Much of his input came during the holidays when Andrew would come to St Elizabeth to spend time.
Morris Holness says his son showed an affinity for the hard work on 25 acres of farm lands at Goshen and Pepper.
The farm included livestock — cattle, goats, pigs and poultry — as well as mixed crops such as pumpkins, corn, cassava, scotch bonnet peppers and sorrel for Christmas.
The elder Holness recalls that his son “didn’t do well with the pigs… not everyone can manage pigs” so he assigned him to other tasks, including crop spraying.
He also found that the boy was “good with his hands” so he assigned him to tasks such as carpentry to repair farm buildings.
A soft-spoken man with a sense of humour, Holness, a divorcee with six children, strikes a consistent note of moderation.
He is a “strong believer in God” but “not much of a church man” though he “walks” with the church in his “heart”.
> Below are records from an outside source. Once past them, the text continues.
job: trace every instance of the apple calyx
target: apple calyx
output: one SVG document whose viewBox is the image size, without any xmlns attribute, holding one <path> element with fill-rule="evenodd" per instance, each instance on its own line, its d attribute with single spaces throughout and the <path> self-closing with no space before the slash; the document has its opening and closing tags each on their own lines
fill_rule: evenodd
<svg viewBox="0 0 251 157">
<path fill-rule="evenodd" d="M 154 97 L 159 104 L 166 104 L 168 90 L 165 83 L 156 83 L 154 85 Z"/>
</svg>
He enjoys “a drink now and again”, though not as much as he used to because of a stomach ailment.
Long ago, he says, he discovered the medicinal qualities of Jamaican rum. Sick with flu and in danger of not being able to complete his exams, the school nurse provided a dosage of “the devil’s soup” mixed with syrup.
That experience had taught him to “always keep a bottle of white rum handy because it’s medicine”.
Asked about his tail-wagging dogs which constantly swarm around him licking at his hands, Holness attributes it to his proximity to nature.
“I am a nature person, all living things — plants and animals — I seem to have a knack with,” he explains.
“Animals gravitate to me, somebody else’s dog will get sick and walk into my yard for assistance. I have seen it over and over and that is the way it has been for a long time. I am a nature person. I have a management degree but I haven’t used it, I have stayed on the farm, number one I am claustrophobic, so I can’t stay lock up in a building for a whole day, I stay out on the farm,” he says.